I made a decision this weekend after:
a. Reading Matthew Scully’s excellent, mind-opening, heartbreaking book, Dominion, and
b. Seeing this video
that I will never again eat meat. Not fish. Not pork. Not chicken. Not beef. Nothing that ever breathed will ever go into my body again. I’m just sick of seeing abuses like this, and I should have made the decision a long time ago. Today, we live in the era of factory farms – places where pigs, chickens, cows, and other animals are penned up in conditions so deplorable that they have zero – ZERO – quality of life, places where the lucky animals die shortly after birth or are stillborn. The ones that make it never see the light of day. And because we never get to see them, it’s easy to buy a package of chicken or beef and not know what had to suffer horribly for it – and every, single one of them suffers.
I’m done. If humanity can be judged by how we treat our most vulnerable, then we’ve failed miserably. It’s sickening.
And what pisses me off equally is this statement from Dick Durbin:
“The treatment of animals in this video is appalling, but more than that, it raises significant concerns about the safety of the food being served to our nation’s children,” Durbin said. “The apparent slaughter of sick and weak animals not only appears to violate USDA regulations, but could be a danger to our nation’s food supply.”
I’m sorry, but I think the needless, hideous suffering of a cow walking on broken legs and being rammed with a forklift is what’s most important. I think dipping live chickens and turkeys in scalding water to de-feather them is what’s most important. I think sending a sow to a rendering plant because she doesn’t produce enough offspring while penned in a cage she can’t even move in is what’s most important.

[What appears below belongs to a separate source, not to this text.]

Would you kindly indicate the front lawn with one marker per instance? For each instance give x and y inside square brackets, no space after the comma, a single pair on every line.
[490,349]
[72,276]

I can’t recommend Scully’s book highly enough. You can read the reviews here. He’s not a person that many Republicans and conservatives would deride as a “bleeding heart liberal”, either – he was a speech writer and senior advisor to Bush and an editor at National Review. He makes an excellent case for showing compassion and mercy that’s so self-evident that you wonder why you had to read the damned book in the first place.
(I updated the last paragraph to clarify the whole “bleeding heart” comment. See 1st and 2nd comment.)